This function is identical to by_split(p, "", finish).

Usage

by_symbol(p, finish = TRUE)

Arguments

p

A parser.

finish

logical. Should the parser completely consume the string? Defaults to TRUE.

Value

A parser.

See Also

by_split()

Examples

by_symbol(exactly(3,literal("a"))) (c("aaa", "bb")) # success
by_symbol(exactly(3,literal("a"))) (c("aaaa", "bb")) # failure

Recognize empty lines

Description

An empty line is a line that consists entirely of space-like characters. EmptyLine is a parser that recognizes one empty line, Spacer recognizes one or more empty lines and MaybeEmpty recognizes zero or more empty lines. EmptyLine returns the empty line but Spacer and MaybeEmpty discard these.

Usage

EmptyLine()

Spacer()

MaybeEmpty()

Value

A parser.

Pseudocode

space_like_eraser(x):
    d = x in which all "\\s+" are replaced by ""
    if d=="" TRUE else FALSE

Emptyline: satisfy(space_like_eraser)

Spacer: one_or_more(EmptyLine()) %ret% null

MaybeEmpty: zero_or_more(EmptyLine()) %ret% null

where null is the empty vector.

Examples

EmptyLine() (" \t  ") # success
EmptyLine() ("    .") # failure
EmptyLine() ("") # success
Spacer() (c("   \t  ", "    ", "abc"))
Spacer() (c("            ", "    ", "Important text"))
Spacer() (c("Important text")) # failure, missing empty line
MaybeEmpty() (c("            ", "    ", "Important text")) # success, just as Spacer()
MaybeEmpty() (c("Important text")) # success, in contrast to Spacer()

Detect end of input

Description

Tests whether the end of the input character vector has been reached, which boils down to detection of character(0) in the R-element (see succeed()). Since the intended application of this parser is parsing of text files the function has been called after the end of file (EOF) signal.

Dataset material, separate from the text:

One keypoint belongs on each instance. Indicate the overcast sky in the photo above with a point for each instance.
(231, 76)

To indicate that an end of file has been detected, the R-element side of the parser output will be converted to an empty list.

Usage

eof()

Value

A parser.

Pseudocode

eof()(x):
  if x==null then succeed(x)(list())
  else fail()(x)

Examples

(literal("a") %then% eof())("a") # success
# Notice the difference on the R-side with
literal("a")("a")
eof()(character(0)) # success
eof()("a") # failure

Testing for parser failure

Description

Use this function to test whether your parser failed, for example in unit testing of your parsers when writing a package.

Usage

failed(o)

Arguments

o

Output from a parser.

Value

A logical value.

See Also

print.marker()

Examples

d <- (literal("A") %then% literal("B"))(c("A","A"))
d
failed(d)

Example nucleotide fasta file

Description

An example fasta-formatted file with a mixture of nucleotide and protein sequences. It is used in the vignette to demonstrate parsing with the tools from the package. It is not clear to me whether mixing of sequence types is allowed in a fasta file, but we demonstrate in the vignette that is is easy to parse them from a single file. The sequences used are truncated for the sake of the example.

Usage

fastafile

Format

fastafile

A character vector

Source

Modified from https://bioinformatics.org/annhyb/examples/seq_fasta.html and https://en.wikipedia.org/wiki/FASTA_format


Test whether the parser has completely consumed the input

Description

A parser has completely consumed its input when the input has satisfied eof().

Usage

finished(o)

Arguments

o

Output from a parser.

Value

A logical value.

Examples

finished((literal("A") %then% eof())("A")) # TRUE
finished((literal("A"))("A")) # FALSE
finished((literal("A") %then% eof())(c("A","C"))) # FALSE

Ignore all until the end

Description

Sometimes, a parser has found the end of the text that needs to be parsed and all following lines can be ignored. Ignore will read and discard all following lines until the end of the file, empty or not. So, this parser will consume all elements until the end of the input vector.

Usage

Ignore()

Details

This parser is identical to

zero_or_more(satisfy(function(x) TRUE)) 

Value

A parser.

Examples

starts_with_a <- function(x) grepl("^a",x)
p <- function() {
  one_or_more(satisfy(starts_with_a)) %then%
  (literal("~End") %ret% NULL) %then%
  Ignore() %then%
  eof()
}
p()(c("ab","abc","~End","boring stuff","more stuff"))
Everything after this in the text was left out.